Last week’s vote by the FCC to approve new net neutrality rules was seen as a big win for streaming services like Netflix, as it prevents ISPs from throttling or blocking access to online content and from prioritizing any data. And indeed, Netflix has been one of the more vocal corporate cheerleaders for neutrality. But that apparently hasn’t stopped the company from making deals that calls into question Netflix’s actual stance on the issue.
When Netflix launches in Australia later this month, some broadband users won’t have to worry that their binge-watching might push them over their monthly limits. That’s because Netflix is making deals Down Under that would exempt its data from counting against data caps.
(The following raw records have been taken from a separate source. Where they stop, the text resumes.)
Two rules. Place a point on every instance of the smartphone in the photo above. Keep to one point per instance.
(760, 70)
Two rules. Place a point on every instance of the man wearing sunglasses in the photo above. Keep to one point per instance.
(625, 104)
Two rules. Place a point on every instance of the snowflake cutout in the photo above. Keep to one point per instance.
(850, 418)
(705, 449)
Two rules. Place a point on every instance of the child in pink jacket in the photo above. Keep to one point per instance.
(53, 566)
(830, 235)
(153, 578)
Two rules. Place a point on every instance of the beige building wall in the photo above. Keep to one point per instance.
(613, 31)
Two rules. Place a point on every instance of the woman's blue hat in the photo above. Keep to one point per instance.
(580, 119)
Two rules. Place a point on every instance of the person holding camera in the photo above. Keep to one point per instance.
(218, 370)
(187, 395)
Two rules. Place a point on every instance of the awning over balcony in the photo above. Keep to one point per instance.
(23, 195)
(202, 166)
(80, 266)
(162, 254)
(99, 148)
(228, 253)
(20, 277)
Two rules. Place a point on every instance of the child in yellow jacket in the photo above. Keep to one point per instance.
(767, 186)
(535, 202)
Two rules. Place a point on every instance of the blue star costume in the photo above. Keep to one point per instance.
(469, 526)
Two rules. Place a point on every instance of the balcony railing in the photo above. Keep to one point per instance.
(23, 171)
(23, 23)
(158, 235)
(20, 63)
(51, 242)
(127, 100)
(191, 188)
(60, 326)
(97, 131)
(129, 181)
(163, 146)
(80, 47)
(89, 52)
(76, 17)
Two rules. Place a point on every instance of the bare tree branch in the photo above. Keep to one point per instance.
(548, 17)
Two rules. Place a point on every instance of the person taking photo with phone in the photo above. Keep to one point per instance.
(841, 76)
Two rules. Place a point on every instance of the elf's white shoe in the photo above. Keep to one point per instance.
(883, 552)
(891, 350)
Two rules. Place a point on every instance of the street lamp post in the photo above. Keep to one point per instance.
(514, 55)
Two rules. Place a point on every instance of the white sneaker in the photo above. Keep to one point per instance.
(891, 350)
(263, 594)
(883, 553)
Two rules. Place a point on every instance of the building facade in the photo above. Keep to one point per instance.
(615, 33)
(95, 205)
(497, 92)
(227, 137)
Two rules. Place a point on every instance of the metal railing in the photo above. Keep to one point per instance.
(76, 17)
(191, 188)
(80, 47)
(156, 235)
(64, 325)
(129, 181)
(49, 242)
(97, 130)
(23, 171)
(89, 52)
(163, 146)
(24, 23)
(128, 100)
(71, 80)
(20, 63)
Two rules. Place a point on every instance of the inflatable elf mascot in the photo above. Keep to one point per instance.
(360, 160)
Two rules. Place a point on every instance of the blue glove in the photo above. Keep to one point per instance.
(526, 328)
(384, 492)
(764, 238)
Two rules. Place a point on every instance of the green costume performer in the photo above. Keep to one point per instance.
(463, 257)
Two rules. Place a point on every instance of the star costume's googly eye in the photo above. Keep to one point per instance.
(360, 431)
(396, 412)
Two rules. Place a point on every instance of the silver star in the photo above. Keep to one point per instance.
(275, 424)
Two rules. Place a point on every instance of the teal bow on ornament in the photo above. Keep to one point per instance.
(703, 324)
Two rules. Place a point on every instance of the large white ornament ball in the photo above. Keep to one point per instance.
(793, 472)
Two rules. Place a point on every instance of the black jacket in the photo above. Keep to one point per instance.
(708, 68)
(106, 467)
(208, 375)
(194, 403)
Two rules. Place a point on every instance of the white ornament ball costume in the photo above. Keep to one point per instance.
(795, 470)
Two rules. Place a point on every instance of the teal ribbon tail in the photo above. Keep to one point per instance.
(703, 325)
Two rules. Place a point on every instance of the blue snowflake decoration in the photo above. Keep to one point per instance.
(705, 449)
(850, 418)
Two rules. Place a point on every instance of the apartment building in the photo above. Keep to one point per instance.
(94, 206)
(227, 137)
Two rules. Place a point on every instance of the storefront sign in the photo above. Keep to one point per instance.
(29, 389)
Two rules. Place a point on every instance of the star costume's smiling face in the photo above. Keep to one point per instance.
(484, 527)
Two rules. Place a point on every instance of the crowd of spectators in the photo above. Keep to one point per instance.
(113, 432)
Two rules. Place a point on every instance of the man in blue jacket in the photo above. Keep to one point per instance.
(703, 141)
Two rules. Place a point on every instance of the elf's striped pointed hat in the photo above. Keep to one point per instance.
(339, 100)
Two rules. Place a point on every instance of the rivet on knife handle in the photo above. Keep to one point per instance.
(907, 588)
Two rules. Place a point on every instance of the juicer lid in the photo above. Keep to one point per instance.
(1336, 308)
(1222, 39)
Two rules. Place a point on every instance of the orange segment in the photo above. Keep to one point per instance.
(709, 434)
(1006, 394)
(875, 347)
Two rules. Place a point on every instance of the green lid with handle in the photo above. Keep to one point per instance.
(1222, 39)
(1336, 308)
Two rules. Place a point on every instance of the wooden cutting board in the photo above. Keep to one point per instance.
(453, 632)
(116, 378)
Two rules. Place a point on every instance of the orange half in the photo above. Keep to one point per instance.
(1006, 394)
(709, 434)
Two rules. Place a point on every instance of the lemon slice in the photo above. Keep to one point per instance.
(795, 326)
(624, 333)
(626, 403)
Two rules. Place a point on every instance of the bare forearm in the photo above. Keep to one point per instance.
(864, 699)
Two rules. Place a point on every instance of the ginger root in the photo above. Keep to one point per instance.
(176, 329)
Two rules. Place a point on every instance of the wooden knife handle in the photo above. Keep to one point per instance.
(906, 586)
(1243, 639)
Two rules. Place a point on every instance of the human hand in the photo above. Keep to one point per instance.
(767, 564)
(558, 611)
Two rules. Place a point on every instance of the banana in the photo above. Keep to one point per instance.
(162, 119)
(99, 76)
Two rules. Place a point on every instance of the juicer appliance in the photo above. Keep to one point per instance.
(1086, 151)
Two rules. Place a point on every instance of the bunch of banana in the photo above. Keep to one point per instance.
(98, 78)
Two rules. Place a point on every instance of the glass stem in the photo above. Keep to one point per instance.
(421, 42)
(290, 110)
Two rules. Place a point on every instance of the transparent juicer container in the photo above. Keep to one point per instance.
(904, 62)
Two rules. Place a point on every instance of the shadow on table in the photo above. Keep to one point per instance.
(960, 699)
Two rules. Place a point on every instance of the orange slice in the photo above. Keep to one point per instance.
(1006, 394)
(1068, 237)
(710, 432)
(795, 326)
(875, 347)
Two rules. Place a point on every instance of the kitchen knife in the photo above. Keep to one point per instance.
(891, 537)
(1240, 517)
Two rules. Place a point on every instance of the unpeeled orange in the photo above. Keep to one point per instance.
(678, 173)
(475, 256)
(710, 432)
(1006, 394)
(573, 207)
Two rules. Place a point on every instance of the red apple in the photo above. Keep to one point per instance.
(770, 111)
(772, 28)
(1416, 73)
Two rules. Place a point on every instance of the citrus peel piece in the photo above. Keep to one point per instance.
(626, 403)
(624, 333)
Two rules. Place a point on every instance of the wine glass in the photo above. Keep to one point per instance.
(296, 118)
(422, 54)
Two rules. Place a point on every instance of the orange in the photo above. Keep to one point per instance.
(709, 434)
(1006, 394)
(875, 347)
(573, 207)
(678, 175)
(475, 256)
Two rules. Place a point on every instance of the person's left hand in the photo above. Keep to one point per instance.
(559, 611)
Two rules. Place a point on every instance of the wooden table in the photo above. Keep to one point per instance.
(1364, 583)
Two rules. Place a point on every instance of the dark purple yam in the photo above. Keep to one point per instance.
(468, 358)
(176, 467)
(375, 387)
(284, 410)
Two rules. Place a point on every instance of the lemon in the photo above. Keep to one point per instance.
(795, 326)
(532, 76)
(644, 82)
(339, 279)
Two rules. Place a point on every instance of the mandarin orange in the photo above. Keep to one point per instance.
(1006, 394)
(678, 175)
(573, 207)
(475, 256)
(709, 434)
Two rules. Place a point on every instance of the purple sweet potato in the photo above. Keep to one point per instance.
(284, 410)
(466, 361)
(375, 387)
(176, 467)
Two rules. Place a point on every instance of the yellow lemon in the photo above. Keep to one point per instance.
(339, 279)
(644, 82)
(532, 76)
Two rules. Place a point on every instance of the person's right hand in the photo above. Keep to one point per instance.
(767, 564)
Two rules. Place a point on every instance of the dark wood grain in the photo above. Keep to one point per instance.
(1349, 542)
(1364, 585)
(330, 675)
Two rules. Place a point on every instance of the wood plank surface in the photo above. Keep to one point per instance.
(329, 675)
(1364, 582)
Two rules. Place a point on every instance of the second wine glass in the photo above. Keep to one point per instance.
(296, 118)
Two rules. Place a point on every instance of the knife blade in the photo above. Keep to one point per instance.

The question is whether or not this sort of “zero-rating” offering — similar to how T-Mobile doesn’t count certain streaming music services against data caps — violates the neutrality rules’ prohibition against prioritization.
It definitely offers consumers an incentive to use the data-sponsoring service rather than a competitor whose data will go against their monthly cap. At the same time, there is no actual speeding up or improving of the data involved.
There is no cut-and-dry answer in the FCC’s new rules, as they do not explicitly forbid or allow sponsored data. Under the order’s standard of conduct, the FCC can look at specific zero-rating offers to determine if they are a threat to neutrality, but there is no blanket ban against them.
And as DSLreports.com points out, the streaming video market in Australia has a more flexible attitude toward sponsored data, with multiple media companies footing the bill for their users’ usage.
Regardless of whether or not such arrangements would violate net neutrality guidelines in the U.S., Australia, or Antarctica, Netflix leadership had previously been very clear on its position regarding this topic.
In 2012, Netflix CEO Reed Hastings accused Comcast of violating the original neutrality rules by not counting data coming through its Xfinity streaming services against data caps.
“Comcast should apply caps equally, or not at all,” he wrote at the time. “In what way is this neutral?”
And in a statement to The Verge, Netflix simultaneously acknowledges the shortcomings of sponsored data while saying it’s going to do it if the other guys do it.
“Zero rating isn’t great for consumers as it has the potential to distort consumer choice in favor of choices selected by an ISP,” reads the statement. “We’ll push back against such efforts, but we won’t put our service or our members at a disadvantage.”
As mentioned above, the door isn’t shut on sponsored data stateside. You can expect ISPs and deep-pocketed content companies to push the boundaries on these deals to see exactly what the FCC will and won’t allow.